Part of Deep Processing

Deep Processing Practice

Canonical dimension hub: Deep Processing

Deep processing is meaning-making: comparing, evaluating, connecting, simplifying, and organizing information into a usable schema.

Summary

Understanding and memory are treated in this corpus as byproducts of processing quality. The learner has to perform thought operations that create relationships and meaning.

Deep Processing Behaviors

  • Compare ideas.
  • Rate importance.
  • Judge which relationships matter most.
  • Ask what problem the information solves.
  • Generate examples and analogies.
  • Teach the idea in simpler form.
  • Map dependencies and relationships.
  • Connect new information to prior knowledge.
  • Convert facts into a structure that supports use.

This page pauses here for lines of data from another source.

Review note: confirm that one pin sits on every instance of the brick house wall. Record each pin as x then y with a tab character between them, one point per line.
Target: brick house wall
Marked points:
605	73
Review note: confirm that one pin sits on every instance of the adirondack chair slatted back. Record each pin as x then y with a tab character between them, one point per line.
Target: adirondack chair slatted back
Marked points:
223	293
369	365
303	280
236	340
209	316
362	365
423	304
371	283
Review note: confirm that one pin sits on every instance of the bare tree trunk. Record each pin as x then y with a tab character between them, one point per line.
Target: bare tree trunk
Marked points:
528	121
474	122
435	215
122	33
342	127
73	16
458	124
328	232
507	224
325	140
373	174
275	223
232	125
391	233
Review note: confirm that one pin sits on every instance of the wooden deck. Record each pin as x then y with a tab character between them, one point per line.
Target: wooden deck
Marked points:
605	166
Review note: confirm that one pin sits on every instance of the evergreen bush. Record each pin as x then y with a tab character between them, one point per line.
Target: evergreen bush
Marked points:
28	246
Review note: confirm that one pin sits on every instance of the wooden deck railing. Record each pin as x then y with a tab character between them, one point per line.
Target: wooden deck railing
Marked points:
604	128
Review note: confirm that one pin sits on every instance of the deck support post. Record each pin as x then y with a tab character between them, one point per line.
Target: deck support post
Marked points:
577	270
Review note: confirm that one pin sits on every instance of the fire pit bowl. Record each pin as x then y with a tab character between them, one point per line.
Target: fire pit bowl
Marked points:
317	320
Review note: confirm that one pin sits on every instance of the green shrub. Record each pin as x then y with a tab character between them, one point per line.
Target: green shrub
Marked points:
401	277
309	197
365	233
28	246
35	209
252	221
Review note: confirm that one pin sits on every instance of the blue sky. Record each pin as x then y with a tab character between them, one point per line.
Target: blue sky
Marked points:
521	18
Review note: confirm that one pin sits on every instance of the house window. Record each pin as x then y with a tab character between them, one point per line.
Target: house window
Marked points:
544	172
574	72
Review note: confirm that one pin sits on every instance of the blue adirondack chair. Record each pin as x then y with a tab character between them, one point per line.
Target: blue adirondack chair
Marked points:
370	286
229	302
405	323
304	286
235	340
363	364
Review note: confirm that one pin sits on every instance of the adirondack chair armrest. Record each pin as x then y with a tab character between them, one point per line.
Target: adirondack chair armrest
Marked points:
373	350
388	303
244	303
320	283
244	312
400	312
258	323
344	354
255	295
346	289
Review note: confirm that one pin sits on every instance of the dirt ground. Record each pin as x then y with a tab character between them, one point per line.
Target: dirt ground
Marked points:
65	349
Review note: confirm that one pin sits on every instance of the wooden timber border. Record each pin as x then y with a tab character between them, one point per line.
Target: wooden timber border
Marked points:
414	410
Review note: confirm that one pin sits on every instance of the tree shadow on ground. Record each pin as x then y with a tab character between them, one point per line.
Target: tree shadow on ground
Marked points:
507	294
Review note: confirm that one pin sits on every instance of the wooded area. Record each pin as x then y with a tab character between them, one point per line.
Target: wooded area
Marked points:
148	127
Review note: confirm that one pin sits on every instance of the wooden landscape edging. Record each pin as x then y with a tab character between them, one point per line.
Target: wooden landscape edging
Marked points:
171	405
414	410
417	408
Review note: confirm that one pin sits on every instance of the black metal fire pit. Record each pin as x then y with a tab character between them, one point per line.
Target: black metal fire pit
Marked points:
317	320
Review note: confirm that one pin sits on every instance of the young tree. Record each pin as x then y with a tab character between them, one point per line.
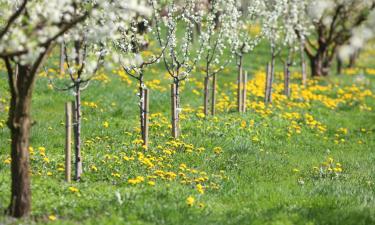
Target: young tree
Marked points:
244	42
130	45
83	61
178	59
271	14
29	33
333	24
214	41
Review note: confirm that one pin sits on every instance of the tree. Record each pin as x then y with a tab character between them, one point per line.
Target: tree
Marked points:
214	41
131	45
29	33
83	61
270	15
178	60
333	24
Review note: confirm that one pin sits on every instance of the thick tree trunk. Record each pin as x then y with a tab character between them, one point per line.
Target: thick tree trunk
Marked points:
19	124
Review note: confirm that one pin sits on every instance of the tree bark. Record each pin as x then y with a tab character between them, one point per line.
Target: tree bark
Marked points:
239	83
213	100
19	123
303	64
77	133
320	65
206	95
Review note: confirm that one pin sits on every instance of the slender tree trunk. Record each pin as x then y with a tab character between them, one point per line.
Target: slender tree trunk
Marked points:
213	100
142	107
353	58
239	83
267	83
287	79
146	113
174	111
178	108
206	95
77	133
320	63
19	123
303	64
270	77
339	65
62	59
244	91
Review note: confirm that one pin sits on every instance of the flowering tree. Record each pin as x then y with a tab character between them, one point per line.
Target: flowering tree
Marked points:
333	24
214	41
29	33
177	58
244	40
291	41
130	45
271	14
83	60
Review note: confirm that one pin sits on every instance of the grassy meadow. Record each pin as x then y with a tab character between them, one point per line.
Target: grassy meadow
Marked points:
304	160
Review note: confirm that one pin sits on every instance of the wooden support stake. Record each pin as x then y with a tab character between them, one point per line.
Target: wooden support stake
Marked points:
213	101
268	79
146	115
244	92
62	59
239	92
77	140
303	64
174	111
286	80
206	95
68	141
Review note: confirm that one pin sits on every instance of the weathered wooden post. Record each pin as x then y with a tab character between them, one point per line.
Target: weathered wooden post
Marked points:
77	140
244	92
239	92
287	79
174	111
68	141
213	101
206	95
62	59
303	64
268	83
146	116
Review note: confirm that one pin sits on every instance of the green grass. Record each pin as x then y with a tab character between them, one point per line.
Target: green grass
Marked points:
255	180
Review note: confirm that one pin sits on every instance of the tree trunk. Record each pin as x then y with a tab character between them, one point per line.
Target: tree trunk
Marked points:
77	133
19	124
213	100
339	65
287	79
142	107
320	64
303	64
239	83
206	95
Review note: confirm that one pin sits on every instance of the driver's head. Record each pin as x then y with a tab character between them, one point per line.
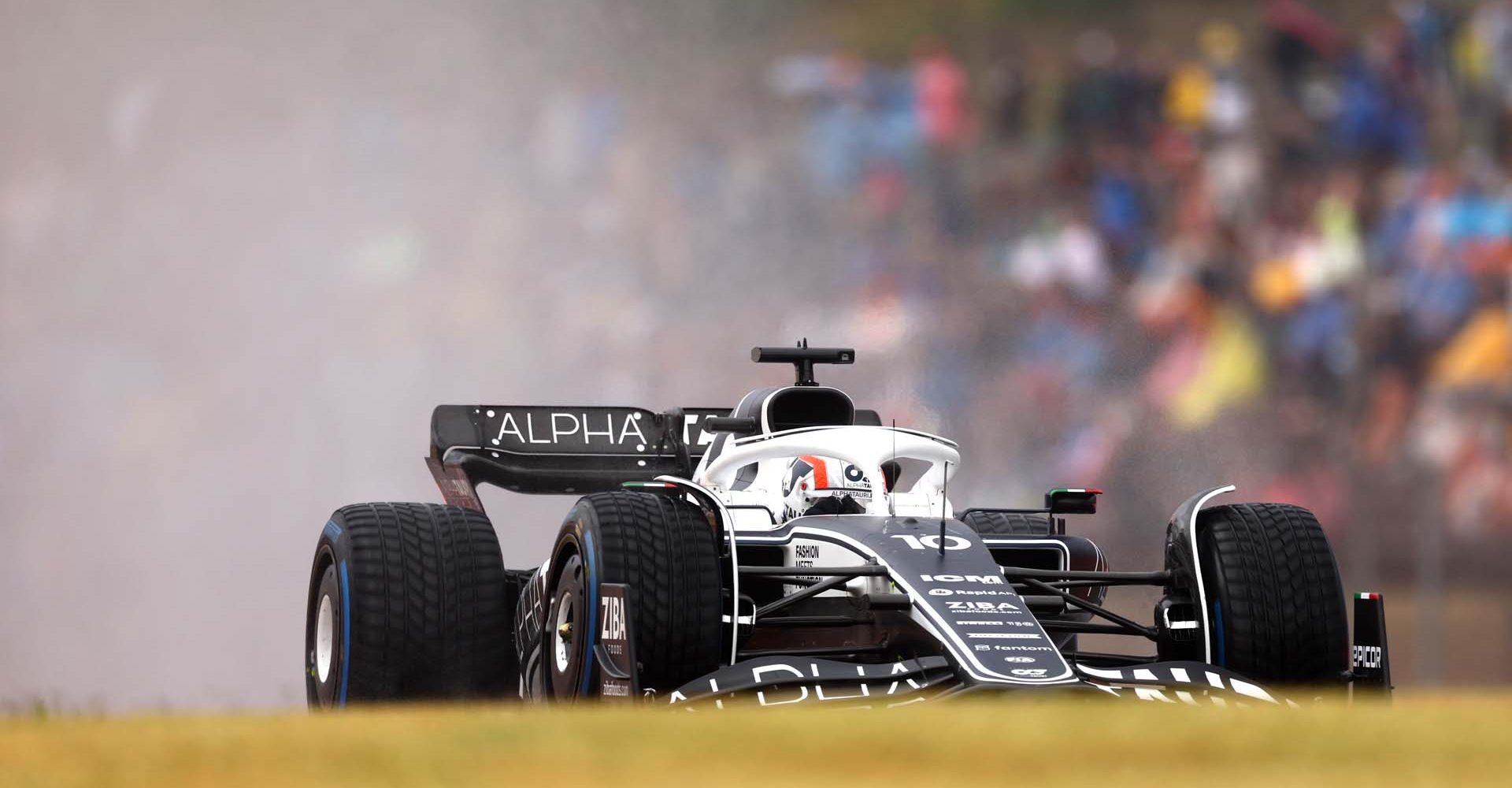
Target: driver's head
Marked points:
823	486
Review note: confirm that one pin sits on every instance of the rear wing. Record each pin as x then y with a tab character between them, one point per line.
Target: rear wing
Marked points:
561	450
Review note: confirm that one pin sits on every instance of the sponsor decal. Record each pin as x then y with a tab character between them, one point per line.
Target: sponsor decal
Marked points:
933	542
613	616
557	426
984	607
614	689
984	580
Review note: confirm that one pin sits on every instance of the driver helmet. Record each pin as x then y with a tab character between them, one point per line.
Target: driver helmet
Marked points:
823	486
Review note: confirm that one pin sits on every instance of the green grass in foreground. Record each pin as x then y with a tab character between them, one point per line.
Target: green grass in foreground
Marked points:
1452	740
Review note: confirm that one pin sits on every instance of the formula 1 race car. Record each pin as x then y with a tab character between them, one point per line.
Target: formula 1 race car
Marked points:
794	549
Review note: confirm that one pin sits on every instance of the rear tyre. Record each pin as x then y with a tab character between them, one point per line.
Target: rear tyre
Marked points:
669	556
407	602
1275	600
1009	524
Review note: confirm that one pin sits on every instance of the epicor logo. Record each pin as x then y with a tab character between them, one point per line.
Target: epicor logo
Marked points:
933	542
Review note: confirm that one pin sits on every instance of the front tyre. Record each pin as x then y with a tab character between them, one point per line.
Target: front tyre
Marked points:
407	602
1275	600
669	556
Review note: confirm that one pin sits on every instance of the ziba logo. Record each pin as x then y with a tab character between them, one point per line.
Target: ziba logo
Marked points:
613	611
933	542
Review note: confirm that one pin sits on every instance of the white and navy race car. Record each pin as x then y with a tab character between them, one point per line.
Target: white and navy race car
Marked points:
794	549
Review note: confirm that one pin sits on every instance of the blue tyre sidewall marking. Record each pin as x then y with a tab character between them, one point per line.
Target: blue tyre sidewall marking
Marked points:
591	598
346	634
1217	631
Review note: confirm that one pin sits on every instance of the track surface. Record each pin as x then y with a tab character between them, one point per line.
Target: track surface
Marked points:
1449	740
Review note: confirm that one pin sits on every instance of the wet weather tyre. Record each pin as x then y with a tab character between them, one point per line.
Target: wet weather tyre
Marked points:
669	556
407	602
1009	524
1275	600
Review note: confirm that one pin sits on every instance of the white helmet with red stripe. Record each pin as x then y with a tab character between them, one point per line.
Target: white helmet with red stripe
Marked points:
811	480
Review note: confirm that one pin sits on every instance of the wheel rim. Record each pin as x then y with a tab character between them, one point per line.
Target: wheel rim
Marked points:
324	638
561	633
563	643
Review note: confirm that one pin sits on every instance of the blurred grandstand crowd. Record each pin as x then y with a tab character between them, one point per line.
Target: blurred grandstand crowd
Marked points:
1277	256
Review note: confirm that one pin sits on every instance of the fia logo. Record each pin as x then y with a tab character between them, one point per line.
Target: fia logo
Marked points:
613	615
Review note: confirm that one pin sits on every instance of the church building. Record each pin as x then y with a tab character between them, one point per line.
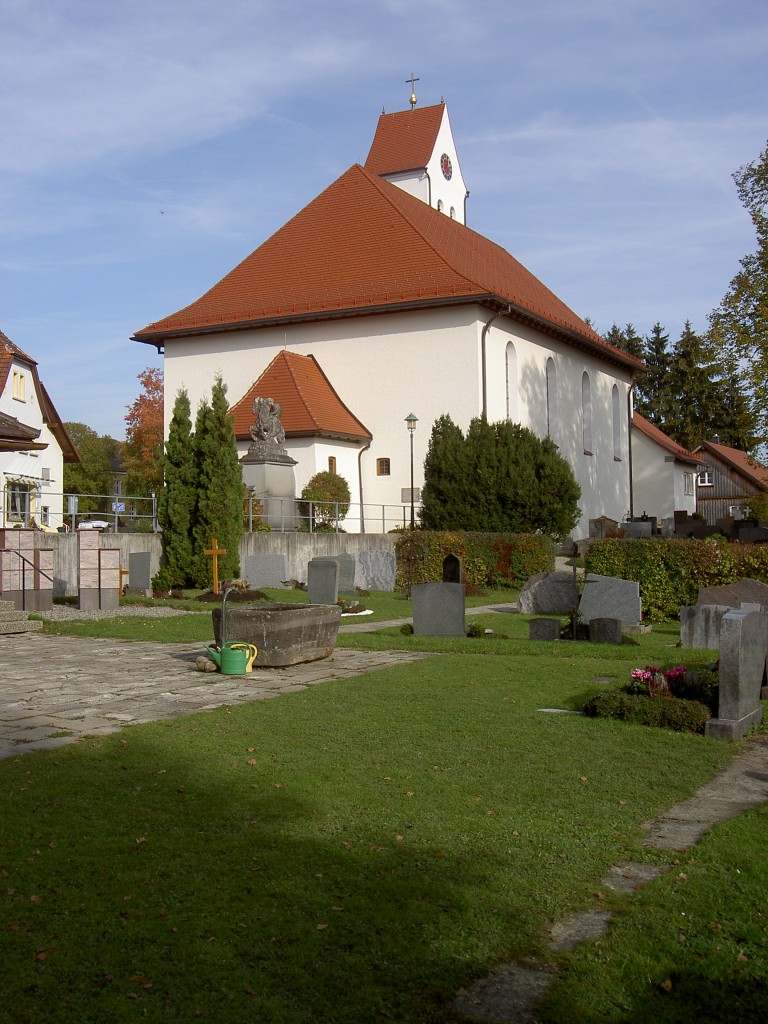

Shallow Processing Behaviors

  • Repeating information.
  • Copying notes.
  • Highlighting without judgment.
  • Reading for line-by-line understanding only.
  • Watching explanations without transforming them.

Metacognitive Test

Ask:

  • What did I do with the information?
  • What relationship did I create?
  • What changed in my mental model?
  • Could I use this knowledge in the target situation?

Bear Hunter System is the encoding-side implementation of Deep Processing. Spaced Interleaved Retrieval tests whether that processing produced knowledge that can be reconstructed and used.

Open Questions

  • Which deep processing operations are most reliable for technical learning?
  • How should deep processing be represented in Obsidian notes?